SQL and Portability

Filed under Software Architecture, SQL

There’s an interesting discussion going on at SQL Server Central about applications and database portability.

The question thrown out was “How valuable is portability to your application”.

And by portability, they’re referring to portability across different database backends. Can your app run on Oracle, SQL Server, MySQL, etc, or do you just lock down to a specific vendor, and sell to your apps strengths and not DB portability?

It’s an interesting question and from the responses so far, it would seem that DB portability is a 4 letter word. But I think many of the responses are a little short sighted or limited to the DBA/developer perspective.

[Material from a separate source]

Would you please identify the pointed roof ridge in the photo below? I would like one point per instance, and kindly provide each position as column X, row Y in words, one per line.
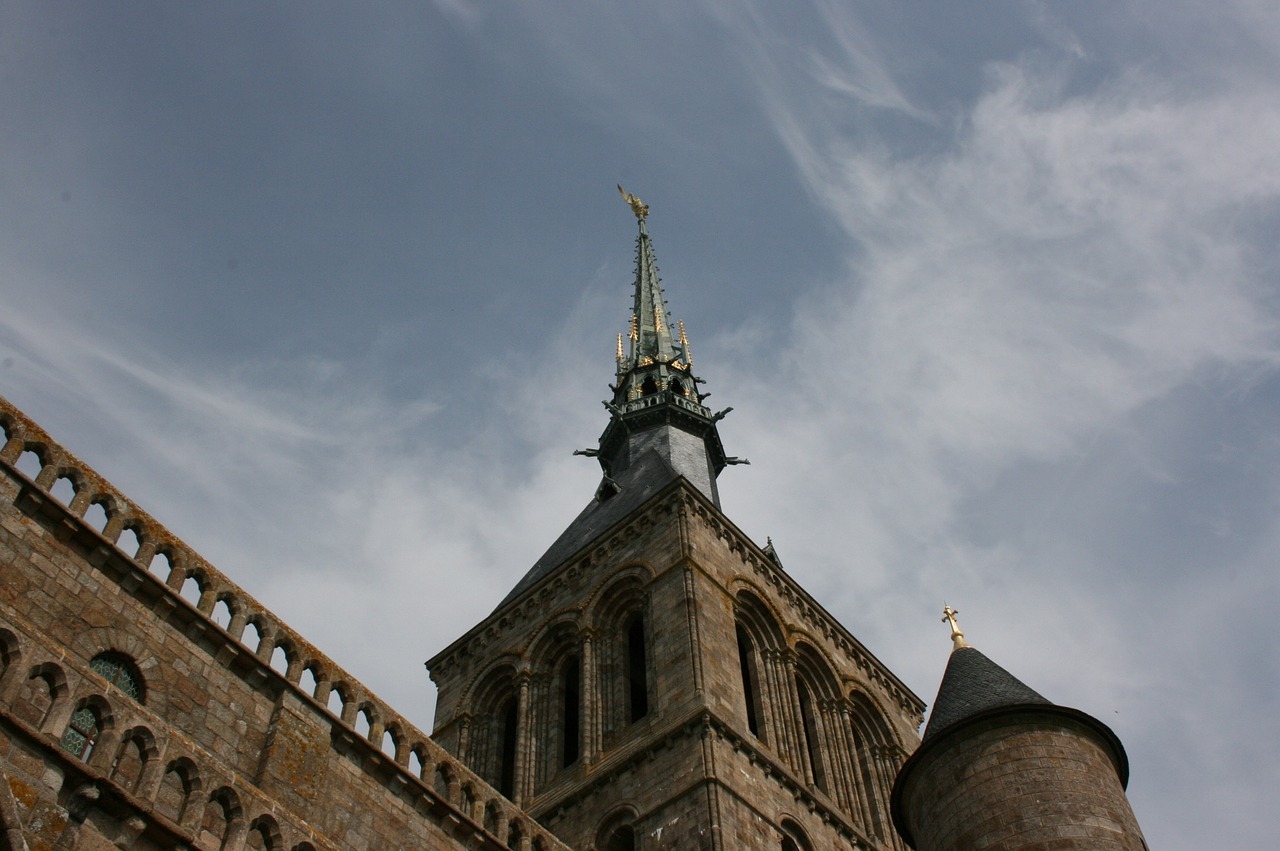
column 635, row 485
column 974, row 683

There is one comment saying something along the lines that an app this company purchased was DB agnostic and was found to contain no where clauses. Now that may have been an exageration to make a point, but I’d argue that an app like that was poorly architected from the outset. The fact that it performs poorly would seem to have less to do with being DB agnostic and more to do with just poor coding/architecture. My guess is, if you looked past the DB code in that app, you’d find a lot more to dislike as well.

The bottom line in any business is 1) The customer is always right and 2) you have to sell the product you have in order to make the product you want to sell.

Now, as to part 1, I’m not saying you can’t educate the customer, but in the end, if they really want Oracle as their backend, there may be some business reasons for that that you can’t sell around. And if the IT shop of that customer is centered on Oracle, good luck going in with a SQL Server based app.

I suppose it’d be nice if every shop was an IBM sized house that could hire DBAs specifically to design and support the backends for every reasonable DB, but most shops don’t have those kinds of resources.

In small shops, it’s all about leveraging code as much as possible.